2014 yılında, Brezilya’daki araştırmacılar, hepsi oturma-kalkma testi uygulayan ve başarı sayısına göre puanlanan 51 ila 80 yaşları arasındaki 2 bin yetişkini inceledi. Altı yıl sonra, en düşük oturma-kalkma test puanlarına sahip olanların (yani en azını başaranların) en yüksek ölüm oranına sahip olduğu tespit edildi. Squat gibi düzenli kas güçlendirme aktiviteleri yapmanın, kardiyovasküler hastalık, kanser, diyabet, akciğer kanseri ve her türlü nedene bağlı ölüm riskinin yaklaşık %20 daha düşük olmasıyla ilişkili olduğu belirlendi. Orta düzeyde egzersiz yapmanın, hücre bölünmesi sırasında kromozomları koruyan telomerler olarak bilinen yapıların kısalmasını yavaşlattığı düşünülmektedir.
Uzmanlar, her gece aynı saatte yatmanızı öneriyor. Bu sayede beyniniz, uykulu hissetmeseniz bile belirli bir saatte uyuma alışkanlığı geliştirmiş olur. 172 bin 321 yetişkinin katıldığı son araştırmaya göre, yeterince uyuyan erkekler, uyumayanlara göre ortalama beş yıl daha uzun yaşıyor. Kadınlar için bu süre ise iki yıl. Ancak, yetişkinlerin üçte biri yeterince uzun süre iyi uyumuyor ve bu durum, kalp krizi, bunama ve diyabet gibi sağlık sorunları riskini artırıyor. Dr. Siow, her gece aynı saatte yatmanın, vücudun doğal olarak düzenli bir uyku-uyanıklık döngüsüne uyum sağlamasına yardımcı olacağını belirtiyor: “Bu şekilde uykuya dalmak daha kolay oluyor…”

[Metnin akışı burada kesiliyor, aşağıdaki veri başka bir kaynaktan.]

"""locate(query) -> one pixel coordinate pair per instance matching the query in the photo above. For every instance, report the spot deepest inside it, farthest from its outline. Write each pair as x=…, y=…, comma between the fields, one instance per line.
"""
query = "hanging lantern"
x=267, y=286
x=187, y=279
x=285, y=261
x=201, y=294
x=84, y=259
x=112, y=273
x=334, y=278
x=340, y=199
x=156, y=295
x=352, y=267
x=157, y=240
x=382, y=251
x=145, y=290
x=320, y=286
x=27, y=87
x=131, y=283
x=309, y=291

Araştırmalar, mercimek gibi baklagilleri daha fazla tüketmenin yaşam süresine önemli katkılar sağladığını ortaya koyuyor. PLoS Medicine dergisinde 2022’de yayınlanan bir araştırmaya göre, düzenli olarak mercimek, yulaf ve tam buğday ekmeği gibi tam tahıllar tüketen bireyler, bunları tüketmeyenlere göre daha uzun yaşayabiliyor. Araştırma, daha fazla baklagil (fasulye, nohut ve mercimek) yemenin yaşam yılı açısından en büyük kazanımlara yol açtığını ve hem erkekler hem de kadınlar için 2,3 yıl daha fazla yaşam beklentisi sağladığını gösterdi. Çalışma, sağlıklı bir diyetin ne kadar erken benimsenirse o kadar etkili olduğunu ortaya koydu; 20 yaşında daha sağlıklı bir diyet benimseyen bir kadın, yaşam süresini en az on yıl uzatabilirken, aynı yaşta sağlıklı beslenmeye başlayan bir erkek ömrüne 13 yıl ekleyebilir. Ayrıca, daha yüksek miktarda diyet lifinin daha uzun telomer uzunluğu ile de bağlantılı olduğu düşünülüyor. Bunun nedeni, lifin sindirimi yavaşlatarak kan şekerinin ani yükselme riskini azaltması olabilir.